LONDON, , (Pakistan Point News - APP - 04th Nov, 2016 ) - British Prime Minister Theresa May on Friday told European leaders that her March deadline for triggering Brexit negotiations "remains unchanged" despite a court ruling that she first needs parliament's approval. May told European Commission President Jean-Claude Juncker and German Chancellor Angela Merkel that the "government's planned timetable for notification of Article 50 remains unchanged", during separate phone calls, according to a statement released by Downing Street.
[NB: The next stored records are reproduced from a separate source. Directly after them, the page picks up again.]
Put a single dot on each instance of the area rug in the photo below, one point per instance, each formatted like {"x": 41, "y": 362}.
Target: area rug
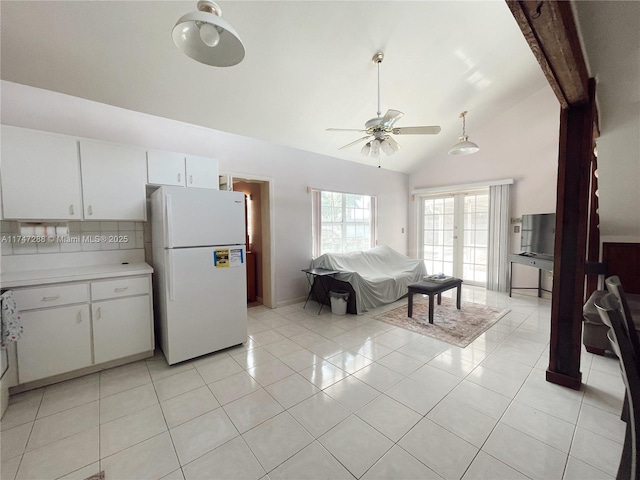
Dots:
{"x": 450, "y": 325}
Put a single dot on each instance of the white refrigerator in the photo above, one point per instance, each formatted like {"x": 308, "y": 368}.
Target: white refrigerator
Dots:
{"x": 199, "y": 259}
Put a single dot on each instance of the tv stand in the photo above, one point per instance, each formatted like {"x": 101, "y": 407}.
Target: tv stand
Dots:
{"x": 541, "y": 262}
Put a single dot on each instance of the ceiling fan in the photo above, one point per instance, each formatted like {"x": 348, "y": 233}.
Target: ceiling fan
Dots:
{"x": 378, "y": 129}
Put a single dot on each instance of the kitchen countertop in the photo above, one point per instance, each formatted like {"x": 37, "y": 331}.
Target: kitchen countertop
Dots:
{"x": 27, "y": 278}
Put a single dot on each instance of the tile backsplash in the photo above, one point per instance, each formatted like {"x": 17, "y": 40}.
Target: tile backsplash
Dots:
{"x": 83, "y": 237}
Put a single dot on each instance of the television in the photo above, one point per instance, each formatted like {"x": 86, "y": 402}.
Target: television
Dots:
{"x": 538, "y": 234}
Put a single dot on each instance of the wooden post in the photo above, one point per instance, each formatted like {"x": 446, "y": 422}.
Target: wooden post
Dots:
{"x": 593, "y": 248}
{"x": 574, "y": 159}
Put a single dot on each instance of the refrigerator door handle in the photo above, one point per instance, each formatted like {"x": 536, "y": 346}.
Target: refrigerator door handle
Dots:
{"x": 168, "y": 216}
{"x": 170, "y": 275}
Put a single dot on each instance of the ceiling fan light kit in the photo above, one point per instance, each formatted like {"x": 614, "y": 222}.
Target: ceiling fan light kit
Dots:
{"x": 207, "y": 38}
{"x": 379, "y": 129}
{"x": 464, "y": 146}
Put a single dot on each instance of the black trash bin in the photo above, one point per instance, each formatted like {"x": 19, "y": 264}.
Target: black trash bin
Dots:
{"x": 338, "y": 302}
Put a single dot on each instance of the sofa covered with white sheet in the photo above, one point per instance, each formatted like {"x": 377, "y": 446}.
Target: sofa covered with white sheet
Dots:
{"x": 374, "y": 277}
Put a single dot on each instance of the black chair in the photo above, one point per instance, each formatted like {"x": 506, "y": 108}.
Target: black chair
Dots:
{"x": 611, "y": 314}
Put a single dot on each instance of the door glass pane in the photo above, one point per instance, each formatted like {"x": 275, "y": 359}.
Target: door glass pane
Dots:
{"x": 456, "y": 241}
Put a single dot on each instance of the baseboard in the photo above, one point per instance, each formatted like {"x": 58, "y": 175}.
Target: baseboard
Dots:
{"x": 23, "y": 387}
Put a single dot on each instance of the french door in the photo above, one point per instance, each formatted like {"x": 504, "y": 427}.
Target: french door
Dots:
{"x": 453, "y": 234}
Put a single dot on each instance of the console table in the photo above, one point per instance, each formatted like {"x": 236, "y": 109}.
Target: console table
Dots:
{"x": 536, "y": 261}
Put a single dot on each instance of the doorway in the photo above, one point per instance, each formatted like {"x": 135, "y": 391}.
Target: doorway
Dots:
{"x": 454, "y": 234}
{"x": 257, "y": 191}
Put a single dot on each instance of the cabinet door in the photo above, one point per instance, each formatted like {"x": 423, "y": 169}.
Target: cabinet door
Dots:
{"x": 165, "y": 168}
{"x": 202, "y": 172}
{"x": 121, "y": 328}
{"x": 55, "y": 340}
{"x": 113, "y": 181}
{"x": 40, "y": 175}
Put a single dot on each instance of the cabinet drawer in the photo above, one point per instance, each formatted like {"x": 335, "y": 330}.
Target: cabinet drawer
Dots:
{"x": 123, "y": 287}
{"x": 42, "y": 297}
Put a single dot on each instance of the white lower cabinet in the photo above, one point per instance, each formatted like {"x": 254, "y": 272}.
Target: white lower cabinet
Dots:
{"x": 55, "y": 341}
{"x": 71, "y": 326}
{"x": 121, "y": 328}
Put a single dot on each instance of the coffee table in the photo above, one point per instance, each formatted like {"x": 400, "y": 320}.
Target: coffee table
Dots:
{"x": 431, "y": 288}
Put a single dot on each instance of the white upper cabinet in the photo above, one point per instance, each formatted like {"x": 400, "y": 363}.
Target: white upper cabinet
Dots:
{"x": 179, "y": 169}
{"x": 113, "y": 181}
{"x": 40, "y": 175}
{"x": 202, "y": 172}
{"x": 165, "y": 168}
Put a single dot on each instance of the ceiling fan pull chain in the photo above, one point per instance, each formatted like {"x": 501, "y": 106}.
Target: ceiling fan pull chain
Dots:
{"x": 379, "y": 110}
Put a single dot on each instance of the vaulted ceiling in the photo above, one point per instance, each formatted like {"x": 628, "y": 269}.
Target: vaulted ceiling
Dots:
{"x": 308, "y": 66}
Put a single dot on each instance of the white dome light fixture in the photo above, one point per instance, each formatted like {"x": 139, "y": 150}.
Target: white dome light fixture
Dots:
{"x": 464, "y": 146}
{"x": 207, "y": 38}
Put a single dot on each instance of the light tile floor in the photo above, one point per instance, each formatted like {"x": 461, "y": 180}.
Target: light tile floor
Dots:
{"x": 325, "y": 396}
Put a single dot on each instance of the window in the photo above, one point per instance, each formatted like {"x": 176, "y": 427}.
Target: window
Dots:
{"x": 342, "y": 222}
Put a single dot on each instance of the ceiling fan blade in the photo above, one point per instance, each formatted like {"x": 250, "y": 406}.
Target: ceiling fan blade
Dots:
{"x": 394, "y": 145}
{"x": 432, "y": 130}
{"x": 390, "y": 117}
{"x": 353, "y": 143}
{"x": 345, "y": 130}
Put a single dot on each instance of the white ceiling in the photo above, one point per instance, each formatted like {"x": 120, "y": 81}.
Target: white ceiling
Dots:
{"x": 308, "y": 66}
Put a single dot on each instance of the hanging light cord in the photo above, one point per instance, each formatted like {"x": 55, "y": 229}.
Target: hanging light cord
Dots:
{"x": 464, "y": 124}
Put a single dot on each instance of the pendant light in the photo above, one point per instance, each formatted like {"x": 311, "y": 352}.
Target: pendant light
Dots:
{"x": 464, "y": 146}
{"x": 207, "y": 38}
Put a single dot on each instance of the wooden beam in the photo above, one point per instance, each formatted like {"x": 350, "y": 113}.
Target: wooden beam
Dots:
{"x": 550, "y": 29}
{"x": 574, "y": 159}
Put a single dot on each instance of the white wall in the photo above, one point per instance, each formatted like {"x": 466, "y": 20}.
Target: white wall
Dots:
{"x": 291, "y": 170}
{"x": 522, "y": 143}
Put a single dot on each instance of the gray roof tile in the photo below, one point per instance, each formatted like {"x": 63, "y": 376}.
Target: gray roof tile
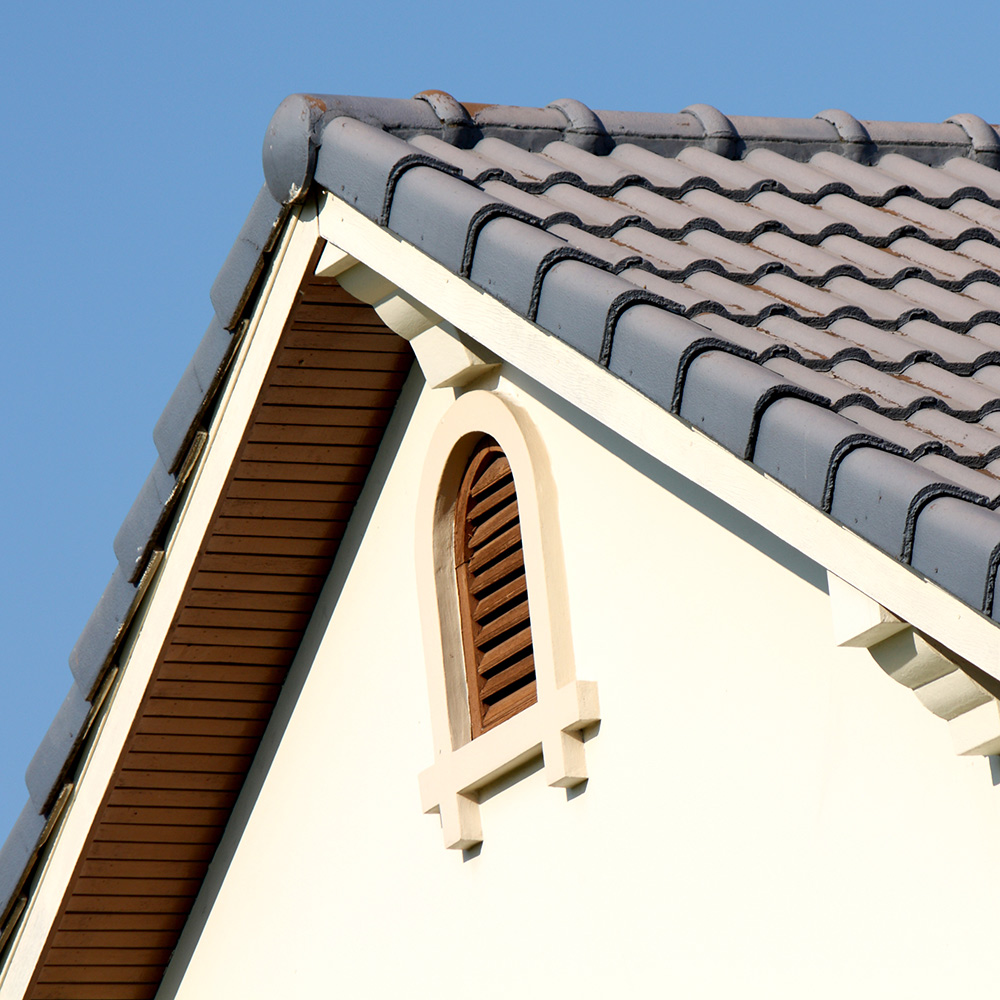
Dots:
{"x": 47, "y": 766}
{"x": 821, "y": 296}
{"x": 234, "y": 284}
{"x": 17, "y": 851}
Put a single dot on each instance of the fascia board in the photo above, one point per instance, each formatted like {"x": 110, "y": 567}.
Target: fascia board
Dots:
{"x": 665, "y": 437}
{"x": 150, "y": 626}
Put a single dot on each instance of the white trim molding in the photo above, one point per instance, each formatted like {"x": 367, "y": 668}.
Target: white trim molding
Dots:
{"x": 905, "y": 592}
{"x": 566, "y": 707}
{"x": 943, "y": 682}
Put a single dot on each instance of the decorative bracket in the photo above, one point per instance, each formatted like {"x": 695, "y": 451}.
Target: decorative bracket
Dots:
{"x": 566, "y": 707}
{"x": 553, "y": 725}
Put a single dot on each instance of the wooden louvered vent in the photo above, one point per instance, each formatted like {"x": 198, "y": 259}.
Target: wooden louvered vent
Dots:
{"x": 493, "y": 593}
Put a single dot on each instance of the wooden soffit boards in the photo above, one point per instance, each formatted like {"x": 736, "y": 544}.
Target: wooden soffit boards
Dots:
{"x": 303, "y": 460}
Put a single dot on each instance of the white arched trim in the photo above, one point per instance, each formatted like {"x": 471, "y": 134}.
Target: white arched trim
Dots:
{"x": 565, "y": 707}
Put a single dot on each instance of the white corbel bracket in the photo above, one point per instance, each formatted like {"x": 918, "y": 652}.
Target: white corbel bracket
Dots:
{"x": 942, "y": 681}
{"x": 446, "y": 355}
{"x": 553, "y": 725}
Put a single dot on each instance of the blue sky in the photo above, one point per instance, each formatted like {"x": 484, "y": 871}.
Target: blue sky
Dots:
{"x": 131, "y": 154}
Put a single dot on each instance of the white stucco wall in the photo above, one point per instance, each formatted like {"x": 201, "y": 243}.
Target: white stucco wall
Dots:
{"x": 767, "y": 814}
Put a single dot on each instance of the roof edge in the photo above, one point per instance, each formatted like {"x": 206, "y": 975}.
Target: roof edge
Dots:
{"x": 295, "y": 131}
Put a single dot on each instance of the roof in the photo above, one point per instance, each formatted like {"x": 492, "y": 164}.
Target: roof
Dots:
{"x": 820, "y": 296}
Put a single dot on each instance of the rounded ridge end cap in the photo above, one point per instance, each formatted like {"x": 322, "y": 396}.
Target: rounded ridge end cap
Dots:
{"x": 579, "y": 117}
{"x": 449, "y": 110}
{"x": 289, "y": 152}
{"x": 716, "y": 126}
{"x": 984, "y": 143}
{"x": 848, "y": 127}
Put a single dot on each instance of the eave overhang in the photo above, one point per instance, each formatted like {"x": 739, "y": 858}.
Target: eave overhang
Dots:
{"x": 417, "y": 268}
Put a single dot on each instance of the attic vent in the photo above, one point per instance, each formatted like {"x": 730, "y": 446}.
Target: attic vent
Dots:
{"x": 493, "y": 594}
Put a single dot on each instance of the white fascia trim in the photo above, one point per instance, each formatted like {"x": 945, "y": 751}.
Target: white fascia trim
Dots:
{"x": 665, "y": 437}
{"x": 150, "y": 626}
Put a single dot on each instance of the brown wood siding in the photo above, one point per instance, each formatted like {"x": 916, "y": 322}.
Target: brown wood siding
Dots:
{"x": 492, "y": 591}
{"x": 309, "y": 445}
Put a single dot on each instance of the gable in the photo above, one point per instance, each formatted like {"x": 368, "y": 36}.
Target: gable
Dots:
{"x": 714, "y": 292}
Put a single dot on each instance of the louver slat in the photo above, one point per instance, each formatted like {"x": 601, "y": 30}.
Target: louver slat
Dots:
{"x": 493, "y": 592}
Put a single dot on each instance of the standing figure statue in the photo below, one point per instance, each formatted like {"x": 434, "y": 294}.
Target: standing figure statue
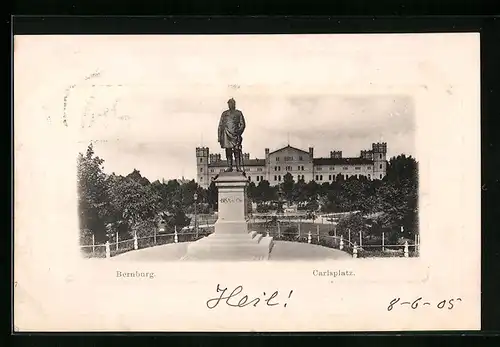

She added that the government was confident of winning next month's Supreme Court appeal against Thursday's High Court ruling that her government does not have the power on its own to trigger Article 50 of the Lisbon Treaty, which would formally start the process. "The PM explained to both Chancellor Merkel and President Juncker that while the government was disappointed with the judgement, it had strong legal arguments ahead of the case moving to the Supreme Court," the statement said.
The decision raises the prospect of a protracted parliamentary debate before then -- in a chamber that overwhelmingly opposed Brexit -- although EU leaders themselves have urged a swift departure. Lawmakers could also demand to know May's negotiating strategy and seek to maintain stronger ties with the bloc before agreeing to invoke Article 50. Liberal Democrat MP Nick Clegg told BBC Radio Friday that he and other pro-EU lawmakers would "seek.
.. to amend the legislation such that parliament would say to government it should pursue a soft Brexit, not a hard Brexit." Bookmakers have slashed the odds of a general election early next year, three years ahead of schedule, as May could decide to expose obstructive anti-Brexit lawmakers to the pressure of public opinion and take advantage of her Conservative Party's huge polling lead. In a sign of the likely parliamentary storms ahead, Conservative pro-Brexit lawmaker Stephen Phillips resigned as an MP on Friday, citing "irreconcilable policy differences with the current government".